ИНТЕЛРОС > №125, 2014 > Горький рафинад В романной мирре Владимира Рафеенко Игорь Бондарь-Терещенко
|
Милый друг!..
...Наблюдая нынешнюю любовь, случившуюся в российской критике к донецкому автору, лауреату «Русской премии» в номинации «Крупная проза», терзаешься смутными сомнениями по поводу ее взаимности. Нынешнего Владимира Рафеенко вряд ли поймут, ориентируясь лишь на его поздние тексты, а ранние не догонят и не осилят, потому что в них нужно было жить, а не заглатывать задним числом. Его проза в некотором роде безвозвратна, в пику отглагольным наклонениям восторженных рецензентов, в ней, безусловно, есть знаки времени, но уже не чувствителен запах эпохи. Он выветрился для нового поколения читателей, но именно в этом заключается своеобразная маргинальная классичность ситуации.
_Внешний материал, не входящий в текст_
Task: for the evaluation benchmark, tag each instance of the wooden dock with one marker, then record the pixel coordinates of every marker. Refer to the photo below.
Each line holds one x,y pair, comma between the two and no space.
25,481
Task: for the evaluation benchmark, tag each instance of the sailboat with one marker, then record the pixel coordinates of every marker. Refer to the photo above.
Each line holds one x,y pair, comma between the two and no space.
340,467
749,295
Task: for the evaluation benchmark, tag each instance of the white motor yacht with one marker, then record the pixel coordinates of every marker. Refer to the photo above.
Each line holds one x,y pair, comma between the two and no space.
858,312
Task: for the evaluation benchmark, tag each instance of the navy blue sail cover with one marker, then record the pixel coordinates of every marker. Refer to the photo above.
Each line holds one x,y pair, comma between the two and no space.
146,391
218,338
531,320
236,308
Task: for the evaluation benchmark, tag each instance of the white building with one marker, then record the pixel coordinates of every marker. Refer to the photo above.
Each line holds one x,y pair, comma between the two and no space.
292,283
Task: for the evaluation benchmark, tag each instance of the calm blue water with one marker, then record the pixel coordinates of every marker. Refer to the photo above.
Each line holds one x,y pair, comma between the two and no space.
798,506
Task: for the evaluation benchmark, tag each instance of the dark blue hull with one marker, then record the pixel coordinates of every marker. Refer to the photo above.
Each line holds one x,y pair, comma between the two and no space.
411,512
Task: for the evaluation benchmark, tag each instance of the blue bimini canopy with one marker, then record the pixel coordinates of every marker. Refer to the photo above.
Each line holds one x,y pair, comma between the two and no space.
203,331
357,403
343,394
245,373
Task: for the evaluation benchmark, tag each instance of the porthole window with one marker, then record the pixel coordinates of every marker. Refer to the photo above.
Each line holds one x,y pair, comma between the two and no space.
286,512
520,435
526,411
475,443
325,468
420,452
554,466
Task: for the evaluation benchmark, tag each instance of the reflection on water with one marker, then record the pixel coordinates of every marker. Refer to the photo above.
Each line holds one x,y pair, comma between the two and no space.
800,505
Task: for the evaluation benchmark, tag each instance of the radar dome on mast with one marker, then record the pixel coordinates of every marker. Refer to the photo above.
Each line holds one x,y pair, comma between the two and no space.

Некогда популярных поэтов Жарова с Уткиным в России и какого-нибудь Антона Дикого в Украине нынче уж никто и не помнит, а маргинального, без единой взрослой книжки Александра Введенского и такого же безлошадного харьковчанина Владимира Свидзинского из той же эпохи 1930-х полагают истинными выразителями своего времени. Григорий Померанц, помнится, писал о том, что русская история пошла не по Солженицыну и Сахарову, а по Ерофееву. То же самое в случае славы, признания и истинного положения дел в системе временных градаций и гуманитарных ценностей наблюдается в случае прозы Владимира Рафеенко.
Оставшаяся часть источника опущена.